Сняв пиджак, он развязывал галстук и только после этого занимал свое место во главе обеденного стола. Мы всегда обедали вместе.
В тот день мама подала на стол макароны с киптикас кон кезо – творожными котлетами – в томатном соусе. Отец взял себе макарон, сверху положил приличную порцию киптикас кон кезо, перемешал все с соусом и стал есть.
Мать вспылила:
– Давид, ты ешь как босяк! Полагается есть все отдельно: сначала киптикас, потом макароны, а к макаронам – томатный соус и цфатский сыр.
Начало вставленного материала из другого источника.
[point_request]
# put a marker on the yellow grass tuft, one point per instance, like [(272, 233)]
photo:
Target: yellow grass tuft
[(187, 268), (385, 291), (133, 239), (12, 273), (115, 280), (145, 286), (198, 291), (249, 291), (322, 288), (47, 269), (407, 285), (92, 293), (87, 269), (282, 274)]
– Не учи меня есть, – отозвался отец. – Я научился есть макароны раньше, чем ты вообще узнала, что это такое. Итальянцы едят макароны именно так, только они едят мясные киптикас, а сверху посыпают все сыром.
– Я тоже хочу как папа, – сказала я.
– Конечно, ты хочешь как папа, – процедила мать. – Теперь твоя дочь тоже будет босячка.
Отец ел, не обращая внимания на ее слова.
– Не хватает соли, – заметил он.
– Это потому, что я не влюблена, – ответила мать, и я не поняла, что она имеет в виду.
– И перцу, – добавил отец. – Твоя стряпня – как все мои несчастья. Ни вкуса, ни запаха.
– Так ешь в «Тараблусе», если здесь тебе не нравится.
Мы с Рони старались не замечать шпилек, которые они подпускали друг другу. Уже давно нелады между ними стали набирать обороты. Через стенку я слышала по ночам их ссоры, хлопанье дверьми, мамин плач, папины угрозы: если она не прекратит его допекать, он уйдет из дому. В их приглушенные голоса вплетались обвиняющие слова, но их произносили вполголоса, чтобы дети за стеной не услышали. Я затыкала уши руками и молилась, чтобы Рони не проснулся.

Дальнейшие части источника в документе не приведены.